As the perspiration began to break out on his forehead, he noticed a young man sitting in the corner dressed in the style of a contemporary hipster and sporting an extravagant moustache, grinning like a Cheshire cat as he tapped away on his phone.

‘Hey! Salvador Dalí!’ shouted George. ‘What are you doing?’

‘Excuse me?’ said the man, looking up with an innocent expression on his face.

‘You heard me, you little shit. I said, what are you doing? Are you posting everything I’m saying online?’

The man shrugged. ‘Might be,’ he said. ‘What’s it to you?’
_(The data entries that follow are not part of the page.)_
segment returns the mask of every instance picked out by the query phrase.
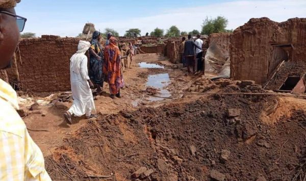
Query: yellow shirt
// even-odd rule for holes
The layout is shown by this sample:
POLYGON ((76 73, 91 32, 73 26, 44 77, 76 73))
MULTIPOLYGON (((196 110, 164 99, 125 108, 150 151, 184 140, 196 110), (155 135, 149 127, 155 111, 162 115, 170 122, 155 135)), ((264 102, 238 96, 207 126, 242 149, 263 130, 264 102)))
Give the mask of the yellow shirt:
POLYGON ((0 180, 51 180, 41 151, 18 109, 16 92, 0 79, 0 180))

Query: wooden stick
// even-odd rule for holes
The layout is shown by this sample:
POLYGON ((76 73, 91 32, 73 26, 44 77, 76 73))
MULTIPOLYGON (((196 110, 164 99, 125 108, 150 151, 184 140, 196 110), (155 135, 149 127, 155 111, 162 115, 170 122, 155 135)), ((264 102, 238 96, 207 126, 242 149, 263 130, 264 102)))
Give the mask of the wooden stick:
POLYGON ((32 132, 49 132, 49 131, 46 130, 32 130, 29 128, 27 128, 27 130, 29 130, 29 131, 31 131, 32 132))
POLYGON ((284 64, 284 62, 285 62, 285 60, 283 61, 283 62, 282 62, 280 64, 278 65, 278 66, 277 66, 277 68, 276 68, 276 70, 273 74, 273 75, 272 75, 272 77, 271 77, 271 79, 270 79, 270 80, 269 80, 269 81, 268 81, 267 82, 267 83, 265 85, 265 86, 264 86, 264 89, 265 88, 266 88, 266 87, 267 87, 269 85, 269 84, 270 83, 270 81, 274 78, 274 76, 275 76, 275 74, 276 74, 276 73, 278 73, 278 70, 279 70, 279 69, 282 66, 283 66, 283 64, 284 64))

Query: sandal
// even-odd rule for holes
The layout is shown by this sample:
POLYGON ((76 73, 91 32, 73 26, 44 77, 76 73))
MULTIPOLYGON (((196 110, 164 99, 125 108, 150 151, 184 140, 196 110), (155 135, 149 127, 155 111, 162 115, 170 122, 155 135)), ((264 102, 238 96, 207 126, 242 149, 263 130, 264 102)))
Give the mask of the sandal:
POLYGON ((64 114, 64 117, 66 122, 69 124, 72 124, 72 120, 71 120, 71 115, 69 112, 66 112, 64 114))
POLYGON ((91 118, 96 118, 98 117, 98 115, 96 114, 91 114, 89 116, 86 116, 86 119, 91 119, 91 118))

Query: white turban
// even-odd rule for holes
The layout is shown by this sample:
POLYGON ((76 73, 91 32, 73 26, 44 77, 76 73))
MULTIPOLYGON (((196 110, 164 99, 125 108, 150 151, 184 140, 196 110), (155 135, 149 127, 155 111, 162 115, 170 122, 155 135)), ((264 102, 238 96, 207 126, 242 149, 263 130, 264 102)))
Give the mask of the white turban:
POLYGON ((78 45, 78 51, 77 54, 85 54, 86 51, 90 47, 90 43, 88 41, 80 40, 79 42, 79 45, 78 45))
With the speed and agility of a twelve-year-old Russian gymnast running away from her father-slash-coach, George leapt from his chair, charged across the courtyard and grabbed the phone from the man’s hand.
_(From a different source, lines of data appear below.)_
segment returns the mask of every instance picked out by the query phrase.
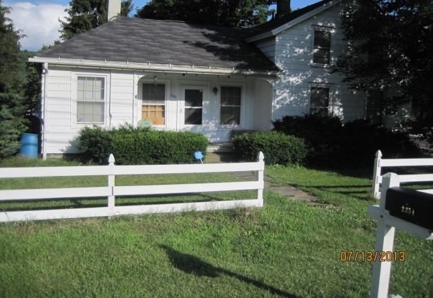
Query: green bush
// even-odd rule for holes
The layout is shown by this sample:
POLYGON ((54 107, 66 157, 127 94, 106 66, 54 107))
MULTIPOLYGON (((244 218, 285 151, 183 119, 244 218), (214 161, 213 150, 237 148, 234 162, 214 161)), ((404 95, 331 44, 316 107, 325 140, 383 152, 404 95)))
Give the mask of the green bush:
POLYGON ((267 165, 301 164, 307 155, 303 139, 277 132, 244 133, 231 142, 245 160, 255 161, 262 151, 267 165))
POLYGON ((189 163, 196 161, 195 152, 206 154, 209 141, 196 132, 94 126, 81 129, 79 146, 85 159, 99 164, 106 164, 110 153, 119 165, 189 163))
POLYGON ((378 150, 384 158, 416 157, 418 150, 406 134, 357 119, 343 125, 336 117, 285 116, 273 130, 302 138, 310 148, 307 162, 315 167, 363 168, 373 166, 378 150))

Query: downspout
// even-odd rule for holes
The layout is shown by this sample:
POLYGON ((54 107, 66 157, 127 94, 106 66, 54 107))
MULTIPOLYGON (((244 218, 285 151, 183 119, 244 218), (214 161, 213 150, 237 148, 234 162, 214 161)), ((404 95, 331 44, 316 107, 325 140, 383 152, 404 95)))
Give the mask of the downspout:
POLYGON ((44 68, 42 68, 42 75, 44 76, 44 97, 42 98, 42 135, 41 139, 42 139, 42 160, 46 160, 46 96, 47 90, 48 88, 48 63, 44 63, 44 68))

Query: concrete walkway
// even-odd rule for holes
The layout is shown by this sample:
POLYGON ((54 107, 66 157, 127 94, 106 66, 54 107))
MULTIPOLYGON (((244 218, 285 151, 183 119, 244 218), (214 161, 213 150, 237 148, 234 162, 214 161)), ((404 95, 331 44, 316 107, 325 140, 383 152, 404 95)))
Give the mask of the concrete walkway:
MULTIPOLYGON (((256 181, 257 177, 252 172, 233 172, 231 174, 237 175, 242 181, 256 181)), ((307 202, 316 201, 316 197, 309 195, 308 193, 299 190, 291 186, 275 186, 269 180, 270 177, 264 176, 264 189, 271 190, 283 197, 287 197, 289 199, 296 201, 305 201, 307 202)))
MULTIPOLYGON (((237 161, 238 161, 238 157, 233 153, 208 153, 204 163, 223 163, 237 161)), ((231 174, 236 175, 242 181, 255 181, 257 179, 257 177, 252 172, 233 172, 231 174)), ((318 203, 314 203, 316 201, 315 197, 312 197, 308 193, 294 187, 275 186, 269 182, 271 179, 271 177, 264 176, 264 189, 271 190, 283 197, 287 197, 289 199, 305 201, 309 202, 311 205, 318 204, 318 203)))

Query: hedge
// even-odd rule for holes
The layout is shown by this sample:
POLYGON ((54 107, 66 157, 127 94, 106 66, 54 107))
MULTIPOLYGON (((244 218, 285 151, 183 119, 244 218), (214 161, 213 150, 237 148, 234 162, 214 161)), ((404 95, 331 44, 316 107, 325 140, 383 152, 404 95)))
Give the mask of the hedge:
POLYGON ((86 161, 105 165, 113 154, 116 164, 139 165, 195 162, 194 152, 206 155, 209 141, 196 132, 122 126, 111 130, 83 128, 78 143, 86 161))
POLYGON ((303 139, 277 132, 244 133, 231 142, 244 160, 255 161, 262 151, 267 165, 301 164, 308 153, 303 139))

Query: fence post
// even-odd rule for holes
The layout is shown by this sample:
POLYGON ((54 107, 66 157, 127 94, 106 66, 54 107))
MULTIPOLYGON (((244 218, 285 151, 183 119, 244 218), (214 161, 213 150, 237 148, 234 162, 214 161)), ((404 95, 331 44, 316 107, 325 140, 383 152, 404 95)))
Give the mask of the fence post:
MULTIPOLYGON (((400 178, 396 174, 387 173, 382 177, 382 192, 379 209, 385 211, 385 201, 388 188, 400 186, 400 178)), ((387 298, 389 286, 391 261, 381 261, 381 252, 392 252, 394 246, 395 228, 378 221, 374 248, 374 262, 372 277, 370 298, 387 298)))
MULTIPOLYGON (((110 167, 110 172, 113 174, 113 167, 115 166, 114 156, 112 154, 110 155, 110 157, 108 157, 108 166, 110 167)), ((109 175, 108 177, 108 187, 111 187, 111 195, 108 196, 108 208, 110 209, 108 218, 113 215, 113 209, 115 206, 115 197, 113 195, 114 193, 114 186, 115 186, 115 176, 113 175, 109 175)))
POLYGON ((376 152, 376 158, 374 159, 374 170, 373 172, 373 186, 372 187, 372 192, 376 199, 380 199, 379 197, 379 186, 380 184, 378 181, 379 177, 381 177, 381 158, 382 157, 382 152, 381 150, 377 150, 376 152))
MULTIPOLYGON (((257 155, 257 162, 259 163, 260 168, 264 169, 264 156, 262 151, 258 152, 257 155)), ((257 171, 257 180, 259 181, 263 181, 263 170, 259 170, 257 171)), ((263 188, 259 188, 257 190, 257 199, 259 200, 259 204, 260 206, 263 206, 263 188)))

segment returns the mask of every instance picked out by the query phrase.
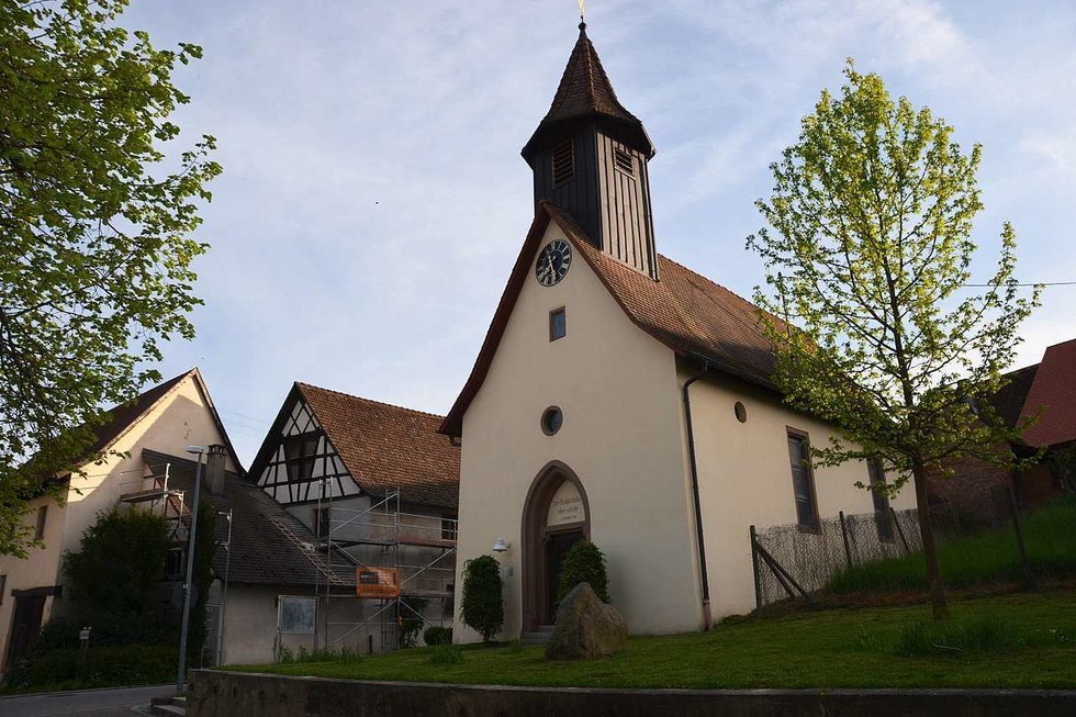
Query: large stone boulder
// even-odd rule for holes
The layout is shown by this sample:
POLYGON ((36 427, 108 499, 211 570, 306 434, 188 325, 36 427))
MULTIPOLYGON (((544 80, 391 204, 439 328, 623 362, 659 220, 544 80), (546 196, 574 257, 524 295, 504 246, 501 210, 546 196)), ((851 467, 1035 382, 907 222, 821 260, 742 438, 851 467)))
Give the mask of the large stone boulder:
POLYGON ((581 660, 613 654, 628 641, 620 610, 606 605, 591 586, 580 583, 557 608, 557 624, 546 646, 547 660, 581 660))

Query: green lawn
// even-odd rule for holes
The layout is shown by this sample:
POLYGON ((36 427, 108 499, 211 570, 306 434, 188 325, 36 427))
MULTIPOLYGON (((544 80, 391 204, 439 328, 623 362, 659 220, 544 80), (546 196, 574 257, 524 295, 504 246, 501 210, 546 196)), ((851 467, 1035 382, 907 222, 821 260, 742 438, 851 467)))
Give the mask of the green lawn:
POLYGON ((546 662, 542 648, 514 645, 462 650, 456 664, 422 648, 232 669, 595 687, 1076 687, 1073 591, 967 600, 952 608, 954 620, 941 632, 927 606, 832 609, 726 620, 707 634, 636 637, 616 656, 580 662, 546 662))
MULTIPOLYGON (((1051 581, 1076 576, 1076 498, 1068 496, 1029 512, 1022 523, 1033 578, 1051 581)), ((983 589, 1023 581, 1023 565, 1009 525, 944 540, 938 548, 938 561, 949 587, 983 589)), ((840 571, 826 587, 833 594, 924 591, 927 565, 921 552, 881 560, 840 571)))

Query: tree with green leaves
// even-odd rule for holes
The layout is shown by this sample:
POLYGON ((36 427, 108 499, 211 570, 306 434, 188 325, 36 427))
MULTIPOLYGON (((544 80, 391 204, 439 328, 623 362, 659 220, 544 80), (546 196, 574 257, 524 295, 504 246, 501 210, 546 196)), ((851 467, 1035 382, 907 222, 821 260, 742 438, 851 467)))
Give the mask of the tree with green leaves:
POLYGON ((771 166, 773 195, 756 205, 772 231, 748 238, 771 289, 755 301, 769 312, 786 402, 843 430, 811 446, 812 458, 881 460, 896 475, 892 493, 914 481, 933 615, 943 619, 927 473, 961 457, 1015 460, 1007 446, 1019 429, 974 397, 1001 385, 1039 289, 1020 294, 1008 223, 996 270, 971 285, 982 148, 965 154, 944 120, 894 101, 877 75, 851 61, 844 75, 840 97, 823 91, 771 166))
POLYGON ((460 619, 482 636, 483 642, 504 625, 504 581, 501 563, 493 556, 479 556, 463 563, 460 619))
POLYGON ((192 232, 221 168, 213 137, 165 145, 189 101, 172 71, 201 48, 128 33, 126 4, 0 3, 0 554, 32 544, 27 498, 92 458, 102 406, 160 380, 159 340, 194 333, 192 232))

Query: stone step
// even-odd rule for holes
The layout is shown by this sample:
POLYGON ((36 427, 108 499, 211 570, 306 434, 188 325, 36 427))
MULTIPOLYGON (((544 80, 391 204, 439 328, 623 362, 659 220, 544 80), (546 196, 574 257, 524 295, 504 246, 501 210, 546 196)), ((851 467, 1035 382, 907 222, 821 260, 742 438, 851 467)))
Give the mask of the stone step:
POLYGON ((149 714, 158 717, 177 717, 187 714, 187 696, 154 697, 149 703, 149 714))

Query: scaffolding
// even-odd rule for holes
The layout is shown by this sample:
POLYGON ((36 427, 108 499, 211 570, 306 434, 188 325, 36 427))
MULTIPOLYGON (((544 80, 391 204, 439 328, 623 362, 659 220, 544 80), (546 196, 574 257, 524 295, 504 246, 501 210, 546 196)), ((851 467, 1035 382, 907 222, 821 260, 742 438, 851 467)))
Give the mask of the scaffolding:
POLYGON ((135 506, 148 503, 146 509, 149 513, 159 513, 162 518, 168 520, 170 526, 169 539, 172 542, 180 540, 180 528, 186 527, 184 518, 190 514, 187 508, 186 493, 169 486, 168 481, 171 475, 171 463, 165 463, 165 472, 154 473, 150 466, 146 466, 141 478, 123 481, 119 484, 120 497, 116 503, 126 503, 135 506), (148 486, 147 486, 148 482, 148 486), (124 488, 138 486, 138 490, 124 493, 124 488))
POLYGON ((371 498, 363 509, 320 498, 316 516, 318 546, 333 575, 355 573, 354 590, 339 590, 328 576, 315 587, 324 598, 318 602, 324 606, 325 649, 340 649, 366 630, 367 651, 374 651, 378 634, 380 651, 386 652, 407 647, 400 643, 405 624, 417 624, 419 630, 451 624, 456 518, 403 512, 399 489, 371 498), (373 612, 361 619, 341 619, 344 601, 359 601, 363 614, 367 606, 373 612))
‘Hey!’ he shouted in outrage. ‘Give that back!’

‘I want to see what you’ve written.’ George stared at the screen before turning around to glare at all the startled faces that surrounded him. ‘Every single word!’ he roared. ‘He’s posted every single word I’ve said in a long thread. And look, the likes and retweets are flowing in.’

‘How many am I up to?’ asked the man.

‘You little prick,’ snarled George. ‘Hold on.’ He started tapping away at the phone himself and, while the younger man tried to grab it back, George spun around in circles, ensuring that he kept a firm hold of it. ‘Now,’ he said finally in triumph. ‘Guess what I’ve just done? I’ve deleted your account. No deactivation, a simple deletion. It said this action cannot be reversed and I said, good, that’s what I want. You are no longer on Twitter. You have no more followers. You are voiceless. So you won’t need this, will you?’ He raised the phone above his head now and flung it to the ground, where it smashed into a dozen or more pieces. The man screamed and slumped back in his chair, his eyes closed, a faint line of drool seeping from the left corner of his mouth.
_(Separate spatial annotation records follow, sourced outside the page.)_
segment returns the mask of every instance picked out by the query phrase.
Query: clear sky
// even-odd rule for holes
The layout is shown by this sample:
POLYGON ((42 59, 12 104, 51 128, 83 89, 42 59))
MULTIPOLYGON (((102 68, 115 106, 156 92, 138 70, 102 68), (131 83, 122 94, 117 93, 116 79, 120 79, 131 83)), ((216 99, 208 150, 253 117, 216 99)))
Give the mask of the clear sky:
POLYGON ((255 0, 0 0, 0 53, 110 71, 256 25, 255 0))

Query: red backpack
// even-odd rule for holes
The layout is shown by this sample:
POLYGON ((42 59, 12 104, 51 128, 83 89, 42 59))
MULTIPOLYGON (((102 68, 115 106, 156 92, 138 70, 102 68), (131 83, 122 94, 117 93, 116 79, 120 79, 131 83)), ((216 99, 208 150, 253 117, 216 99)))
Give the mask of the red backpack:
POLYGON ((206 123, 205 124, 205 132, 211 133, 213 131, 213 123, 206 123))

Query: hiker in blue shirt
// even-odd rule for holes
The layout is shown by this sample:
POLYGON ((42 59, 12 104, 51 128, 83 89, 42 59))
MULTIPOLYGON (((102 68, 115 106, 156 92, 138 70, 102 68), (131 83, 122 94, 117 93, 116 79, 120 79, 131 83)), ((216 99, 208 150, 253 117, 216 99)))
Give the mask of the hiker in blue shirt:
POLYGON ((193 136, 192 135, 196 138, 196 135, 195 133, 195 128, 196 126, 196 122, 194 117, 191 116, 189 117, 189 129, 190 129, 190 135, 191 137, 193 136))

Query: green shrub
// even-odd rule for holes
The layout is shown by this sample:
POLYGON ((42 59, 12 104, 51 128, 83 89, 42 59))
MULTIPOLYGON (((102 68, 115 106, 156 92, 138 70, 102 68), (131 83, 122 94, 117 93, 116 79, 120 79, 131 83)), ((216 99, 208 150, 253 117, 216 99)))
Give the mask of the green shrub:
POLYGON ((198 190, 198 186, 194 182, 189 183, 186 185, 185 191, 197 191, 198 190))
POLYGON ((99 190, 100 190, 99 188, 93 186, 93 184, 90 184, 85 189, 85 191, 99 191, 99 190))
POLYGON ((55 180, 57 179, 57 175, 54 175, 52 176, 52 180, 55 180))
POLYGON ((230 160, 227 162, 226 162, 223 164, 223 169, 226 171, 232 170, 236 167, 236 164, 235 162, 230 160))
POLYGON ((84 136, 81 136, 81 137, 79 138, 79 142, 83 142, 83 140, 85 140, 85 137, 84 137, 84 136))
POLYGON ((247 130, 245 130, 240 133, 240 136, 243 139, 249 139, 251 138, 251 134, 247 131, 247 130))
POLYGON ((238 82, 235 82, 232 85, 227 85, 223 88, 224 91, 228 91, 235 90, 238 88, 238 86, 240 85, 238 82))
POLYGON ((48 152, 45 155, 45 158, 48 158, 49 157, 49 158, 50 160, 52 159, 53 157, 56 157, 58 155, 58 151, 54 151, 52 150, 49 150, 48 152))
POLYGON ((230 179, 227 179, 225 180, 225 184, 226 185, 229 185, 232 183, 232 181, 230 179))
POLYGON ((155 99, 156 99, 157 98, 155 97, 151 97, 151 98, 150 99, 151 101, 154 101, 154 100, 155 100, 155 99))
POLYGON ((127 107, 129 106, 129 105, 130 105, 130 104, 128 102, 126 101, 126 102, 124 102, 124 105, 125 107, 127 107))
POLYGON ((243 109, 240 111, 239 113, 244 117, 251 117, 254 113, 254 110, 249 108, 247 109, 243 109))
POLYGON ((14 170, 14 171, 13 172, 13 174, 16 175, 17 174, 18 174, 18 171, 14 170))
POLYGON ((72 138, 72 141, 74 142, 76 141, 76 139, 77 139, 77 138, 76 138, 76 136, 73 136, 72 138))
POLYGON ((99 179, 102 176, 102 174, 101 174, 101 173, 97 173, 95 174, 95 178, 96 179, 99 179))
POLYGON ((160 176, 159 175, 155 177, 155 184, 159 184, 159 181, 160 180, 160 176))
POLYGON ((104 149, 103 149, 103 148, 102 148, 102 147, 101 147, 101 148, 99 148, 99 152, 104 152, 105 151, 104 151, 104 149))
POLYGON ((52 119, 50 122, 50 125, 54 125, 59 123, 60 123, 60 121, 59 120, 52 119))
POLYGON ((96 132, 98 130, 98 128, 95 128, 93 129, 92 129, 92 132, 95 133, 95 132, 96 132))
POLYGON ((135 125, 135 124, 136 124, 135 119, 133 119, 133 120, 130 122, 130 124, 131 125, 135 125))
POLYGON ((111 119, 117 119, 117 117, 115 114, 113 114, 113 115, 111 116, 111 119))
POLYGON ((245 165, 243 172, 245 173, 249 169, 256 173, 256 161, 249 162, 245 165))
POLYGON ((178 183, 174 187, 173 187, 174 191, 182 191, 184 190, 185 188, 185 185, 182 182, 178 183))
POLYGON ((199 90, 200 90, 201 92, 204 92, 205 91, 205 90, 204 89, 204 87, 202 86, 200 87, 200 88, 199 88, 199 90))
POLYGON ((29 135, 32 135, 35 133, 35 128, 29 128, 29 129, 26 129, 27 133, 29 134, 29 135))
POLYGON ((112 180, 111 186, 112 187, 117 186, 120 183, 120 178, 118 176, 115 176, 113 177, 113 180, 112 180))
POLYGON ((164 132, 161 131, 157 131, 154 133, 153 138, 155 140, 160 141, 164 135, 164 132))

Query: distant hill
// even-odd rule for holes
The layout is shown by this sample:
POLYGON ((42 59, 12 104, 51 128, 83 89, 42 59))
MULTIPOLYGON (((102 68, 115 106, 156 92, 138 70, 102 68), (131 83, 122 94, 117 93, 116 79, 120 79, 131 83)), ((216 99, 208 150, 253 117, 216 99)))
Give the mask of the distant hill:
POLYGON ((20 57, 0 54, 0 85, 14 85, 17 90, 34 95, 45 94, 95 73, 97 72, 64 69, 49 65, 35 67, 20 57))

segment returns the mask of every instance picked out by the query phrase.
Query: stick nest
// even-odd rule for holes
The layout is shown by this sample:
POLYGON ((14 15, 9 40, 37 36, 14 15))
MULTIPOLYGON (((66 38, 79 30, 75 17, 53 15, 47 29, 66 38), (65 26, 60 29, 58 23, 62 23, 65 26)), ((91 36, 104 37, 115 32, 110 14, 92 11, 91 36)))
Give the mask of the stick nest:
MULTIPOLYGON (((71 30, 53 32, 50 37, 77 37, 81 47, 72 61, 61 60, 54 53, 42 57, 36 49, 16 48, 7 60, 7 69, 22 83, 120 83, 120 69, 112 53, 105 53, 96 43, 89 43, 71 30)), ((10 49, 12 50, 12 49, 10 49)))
‘I think he’s fainted,’ said one of the actresses. ‘He has. Look. He’s fainted.’

‘You’re an animal!’ cried a man that George had never seen before in his life.

‘And who the fuck are you?’ George asked, turning on him. ‘You’re not even famous, so what are you doing here? At least she’s famous,’ he added, pointing to the actress. ‘And he’s famous,’ he said, pointing to the musician. ‘And I’m famous. But who the fuck are you?’

‘I’m up and coming,’ said the man in a dignified voice. ‘If you must know, I had a recurring role in Season Three of Downton Abbey.’